Et Tchoïo Tchagass s’humecta les lèvres avec une émotion sincère.

— Comme vous êtes naïf, vous le souverain de la planète ! dit soudain Faï Rodis à voix haute.

— Quoi ?

Rodis tendit la main vers lui dans un geste apaisant.

— Excusez ma brusquerie injuste. Vous ne pouvez sortir de la noosphère de Ian-Iah. Tous les préjugés, les stéréotypes et le conservatisme de la pensée inhérents à l’homme règnent chez celui qui se trouve à la tête du gouvernement. Réflexions, pensées, rêves, idées, images accumulées dans l’humanité existent en vous sans qu’on s’en aperçoive, elles ont agi pendant des millénaires sur des générations successives. Parallèlement à ces images claires de maîtres, de créateurs de la beauté, de chevaliers du roi Arthur ou de bogatyrs russes, ont été créées les sombres chimères de tueurs-démons, de femmes sataniques et de sadiques. Existant sous la forme de clichés durables, d’expressions de la noosphère, elles ont pu provoquer non seulement des hallucinations mais produire aussi des résultats réels en agissant psychiquement sur la conduite des hommes.
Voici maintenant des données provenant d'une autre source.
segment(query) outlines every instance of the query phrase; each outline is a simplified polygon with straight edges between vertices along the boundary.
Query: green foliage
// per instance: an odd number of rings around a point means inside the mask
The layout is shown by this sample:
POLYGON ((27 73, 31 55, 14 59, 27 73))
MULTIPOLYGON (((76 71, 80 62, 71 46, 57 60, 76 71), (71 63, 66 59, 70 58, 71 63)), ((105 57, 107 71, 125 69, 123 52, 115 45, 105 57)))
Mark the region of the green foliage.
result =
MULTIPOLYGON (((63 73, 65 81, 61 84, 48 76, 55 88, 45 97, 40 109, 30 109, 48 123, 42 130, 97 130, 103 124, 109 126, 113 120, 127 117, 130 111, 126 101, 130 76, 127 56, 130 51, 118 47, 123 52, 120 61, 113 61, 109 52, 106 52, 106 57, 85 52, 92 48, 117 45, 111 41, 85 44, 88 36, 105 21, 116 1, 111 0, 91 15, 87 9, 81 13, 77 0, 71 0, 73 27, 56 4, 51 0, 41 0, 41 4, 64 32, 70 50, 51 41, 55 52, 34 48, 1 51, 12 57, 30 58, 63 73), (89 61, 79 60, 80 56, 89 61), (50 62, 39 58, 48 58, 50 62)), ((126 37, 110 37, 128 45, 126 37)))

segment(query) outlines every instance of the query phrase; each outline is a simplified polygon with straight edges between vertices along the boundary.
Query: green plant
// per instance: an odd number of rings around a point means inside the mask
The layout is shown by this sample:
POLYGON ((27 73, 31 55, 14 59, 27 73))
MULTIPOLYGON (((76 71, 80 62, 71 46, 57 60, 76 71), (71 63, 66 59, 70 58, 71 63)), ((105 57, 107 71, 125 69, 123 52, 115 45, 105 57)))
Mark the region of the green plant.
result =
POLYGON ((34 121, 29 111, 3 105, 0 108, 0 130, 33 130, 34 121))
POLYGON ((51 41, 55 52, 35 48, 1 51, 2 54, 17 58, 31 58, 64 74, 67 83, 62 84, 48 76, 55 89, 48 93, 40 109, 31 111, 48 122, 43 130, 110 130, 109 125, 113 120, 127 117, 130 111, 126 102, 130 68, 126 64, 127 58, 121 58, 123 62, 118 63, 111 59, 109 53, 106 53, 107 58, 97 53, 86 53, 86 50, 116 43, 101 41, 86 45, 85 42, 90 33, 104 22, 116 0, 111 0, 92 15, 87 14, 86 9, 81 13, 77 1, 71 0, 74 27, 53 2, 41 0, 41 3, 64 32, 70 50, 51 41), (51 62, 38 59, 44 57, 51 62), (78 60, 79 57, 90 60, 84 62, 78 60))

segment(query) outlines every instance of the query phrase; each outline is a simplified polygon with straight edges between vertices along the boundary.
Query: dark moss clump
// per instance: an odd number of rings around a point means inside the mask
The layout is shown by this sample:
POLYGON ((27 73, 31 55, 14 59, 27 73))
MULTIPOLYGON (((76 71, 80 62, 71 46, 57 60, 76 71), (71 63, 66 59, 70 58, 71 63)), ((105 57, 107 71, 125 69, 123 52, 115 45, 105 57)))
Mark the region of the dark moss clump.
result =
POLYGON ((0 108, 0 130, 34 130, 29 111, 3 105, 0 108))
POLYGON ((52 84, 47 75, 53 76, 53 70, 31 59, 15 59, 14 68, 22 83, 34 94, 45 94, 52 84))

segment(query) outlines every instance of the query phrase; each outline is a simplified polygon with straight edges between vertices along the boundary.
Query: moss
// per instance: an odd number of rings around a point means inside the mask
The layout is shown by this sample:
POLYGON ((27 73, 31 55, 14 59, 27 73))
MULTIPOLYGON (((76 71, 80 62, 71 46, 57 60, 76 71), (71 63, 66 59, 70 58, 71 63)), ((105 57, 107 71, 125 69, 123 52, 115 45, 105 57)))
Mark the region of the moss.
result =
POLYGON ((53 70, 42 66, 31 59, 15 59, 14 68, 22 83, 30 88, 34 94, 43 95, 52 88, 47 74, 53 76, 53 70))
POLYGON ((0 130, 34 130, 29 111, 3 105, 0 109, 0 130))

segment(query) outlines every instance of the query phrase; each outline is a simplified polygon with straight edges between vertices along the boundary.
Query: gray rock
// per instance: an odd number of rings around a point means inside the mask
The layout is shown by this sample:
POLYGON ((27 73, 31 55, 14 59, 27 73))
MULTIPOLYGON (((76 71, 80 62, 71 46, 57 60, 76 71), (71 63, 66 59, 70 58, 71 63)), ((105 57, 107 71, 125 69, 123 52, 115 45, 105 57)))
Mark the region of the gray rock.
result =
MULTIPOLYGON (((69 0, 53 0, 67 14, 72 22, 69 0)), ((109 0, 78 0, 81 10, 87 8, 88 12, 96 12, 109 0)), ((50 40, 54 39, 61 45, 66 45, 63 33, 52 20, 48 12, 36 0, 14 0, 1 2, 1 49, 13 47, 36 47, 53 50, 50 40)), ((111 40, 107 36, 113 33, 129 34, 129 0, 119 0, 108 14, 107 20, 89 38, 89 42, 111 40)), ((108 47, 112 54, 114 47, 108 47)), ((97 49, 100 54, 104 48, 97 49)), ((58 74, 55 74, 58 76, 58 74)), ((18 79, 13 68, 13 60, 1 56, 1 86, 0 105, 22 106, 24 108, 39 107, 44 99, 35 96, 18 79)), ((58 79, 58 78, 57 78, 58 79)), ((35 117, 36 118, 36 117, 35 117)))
Au prix d’énormes difficultés, les hommes de la Terre ont purifié la noosphère du mensonge, du sadisme, des idées d’une méchanceté maniaque. Ici, chez vous, je sens physiquement une noosphère hérissée de grossièretés et de méchanceté. C’est vrai que les savants que vous détestez tant ont leur part de responsabilité dans cela. Voulant changer l’homme en machine, ils sont tombés dans une erreur dangereuse et ont répandu dans la noosphère une mentalité étroite, logiquement linéaire, considérée comme l’essence de l’esprit.